Interdiscip Toxicol. 2013 Dec;6(4):209-16. doi: 10.2478/intox-2013-0031.
Quercetin is a natural polyphenol with proven health beneficial activities. In this study 15 new quercetin derivatives were prepared with the aim to enhance their bioavailability. Modification of their physicochemical properties could herewith improve the action in cells. The prepared compounds were tested for their antioxidant and cytotoxic activity. The ability to scavenge free radicals as well as ferric reducing antioxidant power of the new derivatives was not better than that of unmodified quercetin. But for acetylated esters a better cytotoxic activity was found on human cervical cancer cells HeLa than for the initial molecule. The best effect revealed chloronaphtoquinone quercetin (IC50=13.2 µM). For this compound comparable cytotoxic action on non-cancer murine fibroblast cells was detected (IC50=16.5 µM). The obtained results indicate that appropriate lipophilization of the quercetin molecule could improve its cytotoxic action in cells, probably due to its enhanced bioavailability.

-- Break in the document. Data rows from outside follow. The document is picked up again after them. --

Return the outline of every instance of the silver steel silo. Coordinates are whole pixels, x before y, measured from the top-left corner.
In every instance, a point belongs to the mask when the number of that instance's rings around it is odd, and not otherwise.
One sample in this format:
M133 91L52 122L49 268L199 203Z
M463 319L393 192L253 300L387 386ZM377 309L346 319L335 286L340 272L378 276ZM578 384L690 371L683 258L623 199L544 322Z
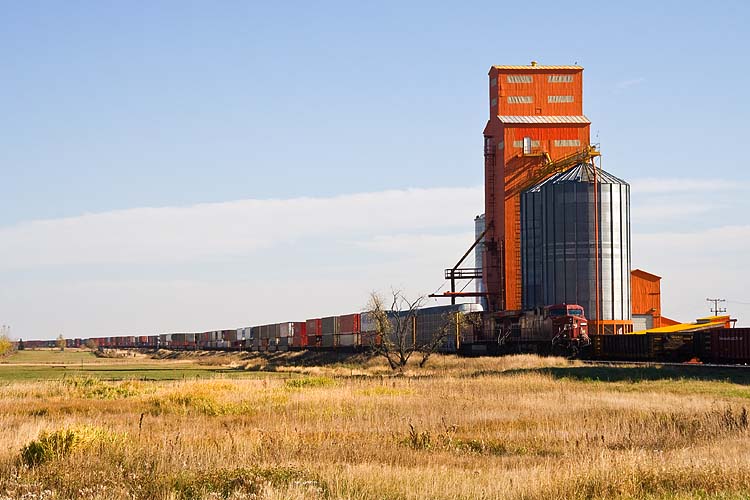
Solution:
M485 221L484 214L477 215L474 218L474 240L475 241L484 232L484 229L485 229L484 221ZM477 269L482 269L483 255L484 255L484 239L482 239L482 241L477 243L477 246L474 247L474 267L476 267ZM484 286L484 280L482 278L477 278L475 281L476 281L477 293L484 293L487 291L487 289ZM481 304L485 311L487 310L487 298L486 297L477 297L476 302L477 304Z
M599 186L598 317L603 325L599 331L625 333L631 320L630 186L601 169L596 170L596 175ZM577 303L584 307L589 320L595 320L597 239L593 165L577 165L523 195L524 299L529 306ZM537 290L541 293L537 294Z
M521 193L521 303L544 305L542 293L542 196L536 185Z

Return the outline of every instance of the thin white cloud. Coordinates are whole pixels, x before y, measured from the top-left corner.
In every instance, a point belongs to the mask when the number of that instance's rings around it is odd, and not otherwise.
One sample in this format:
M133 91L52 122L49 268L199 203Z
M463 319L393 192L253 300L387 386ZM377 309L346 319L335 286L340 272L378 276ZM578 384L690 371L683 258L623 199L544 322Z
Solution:
M244 255L274 245L467 226L481 188L409 189L333 198L138 208L0 229L0 271Z
M673 221L711 212L716 205L701 202L651 202L633 205L630 217L633 224Z
M615 88L617 88L618 90L623 90L623 89L626 89L628 87L634 87L636 85L640 85L640 84L642 84L645 81L646 81L646 79L643 78L643 77L631 78L631 79L628 79L628 80L622 80L620 82L617 82L617 84L615 84Z
M15 336L54 338L356 312L372 290L416 296L439 287L473 242L482 208L479 187L410 189L6 227L0 322Z
M630 182L633 194L715 193L746 189L746 182L727 179L679 179L644 177Z
M458 234L396 234L377 235L373 238L353 241L351 244L376 252L398 254L421 254L427 249L439 249L455 245L456 240L474 242L474 233L459 232ZM461 255L456 255L456 260ZM467 258L468 259L468 258ZM473 262L473 257L470 259ZM473 266L473 264L472 264Z

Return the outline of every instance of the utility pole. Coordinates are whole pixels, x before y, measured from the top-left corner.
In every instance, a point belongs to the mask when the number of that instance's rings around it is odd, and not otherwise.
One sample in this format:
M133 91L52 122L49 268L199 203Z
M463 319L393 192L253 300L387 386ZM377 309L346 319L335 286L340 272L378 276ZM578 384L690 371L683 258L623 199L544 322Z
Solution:
M714 313L714 316L718 316L719 313L725 313L725 312L727 312L727 308L726 307L719 308L719 302L726 302L727 299L706 299L706 301L714 303L714 308L713 309L709 309L710 311L712 311Z

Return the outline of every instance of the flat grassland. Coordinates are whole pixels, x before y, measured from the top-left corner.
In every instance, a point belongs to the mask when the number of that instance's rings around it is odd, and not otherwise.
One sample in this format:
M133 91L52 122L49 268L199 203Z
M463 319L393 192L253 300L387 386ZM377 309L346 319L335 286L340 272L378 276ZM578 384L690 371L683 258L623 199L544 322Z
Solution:
M748 498L745 368L26 351L0 499Z

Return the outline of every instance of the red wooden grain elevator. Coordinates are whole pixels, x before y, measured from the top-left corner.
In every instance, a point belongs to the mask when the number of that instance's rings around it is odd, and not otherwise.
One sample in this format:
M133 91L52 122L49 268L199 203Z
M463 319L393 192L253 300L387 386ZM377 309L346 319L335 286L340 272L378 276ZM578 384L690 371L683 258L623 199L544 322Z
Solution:
M583 68L493 66L489 104L482 274L490 311L515 310L521 309L521 191L538 177L545 158L555 161L590 145Z

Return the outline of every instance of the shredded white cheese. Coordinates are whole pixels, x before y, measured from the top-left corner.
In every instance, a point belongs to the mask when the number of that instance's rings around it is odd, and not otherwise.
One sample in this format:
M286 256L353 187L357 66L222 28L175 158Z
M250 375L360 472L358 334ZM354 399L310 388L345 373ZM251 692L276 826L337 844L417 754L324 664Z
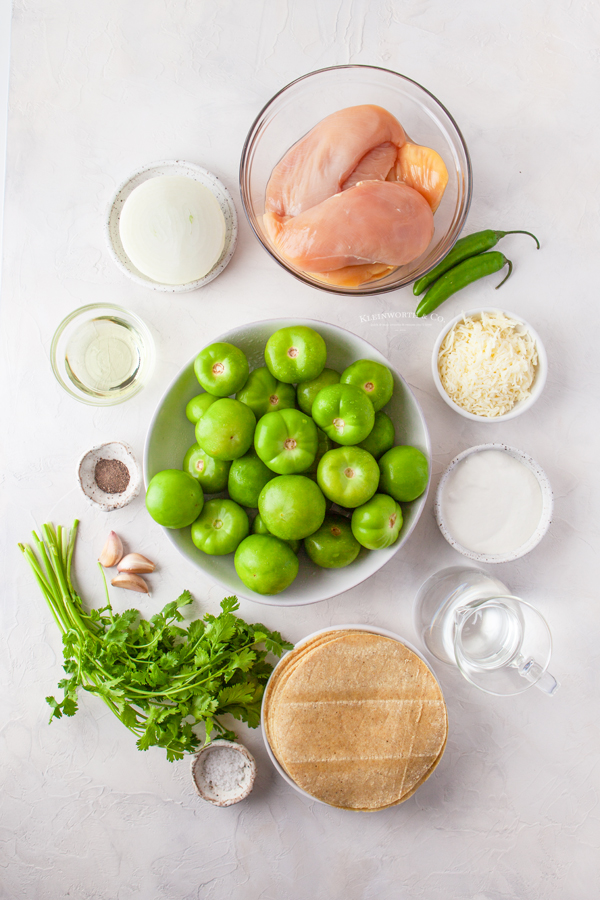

槲皮素是一种具有已证实的有益健康活性的天然多酚。在本研究中,制备了15种新的槲皮素衍生物,旨在提高它们的生物利用度。其物理化学性质的改变有望改善在细胞中的作用。对所制备的化合物进行了抗氧化和细胞毒性活性测试。新衍生物清除自由基的能力以及铁还原抗氧化能力并不比未修饰的槲皮素更好。但对于乙酰化酯,发现其对人宫颈癌细胞HeLa的细胞毒性活性比初始分子更好。最佳效果显示氯萘醌槲皮素(IC50 = 13.2 μM)。对于该化合物,在非癌性小鼠成纤维细胞中检测到了相当的细胞毒性作用(IC50 = 16.5 μM)。所得结果表明,槲皮素分子的适当亲脂化可能会改善其在细胞中的细胞毒性作用,这可能是由于其生物利用度提高所致。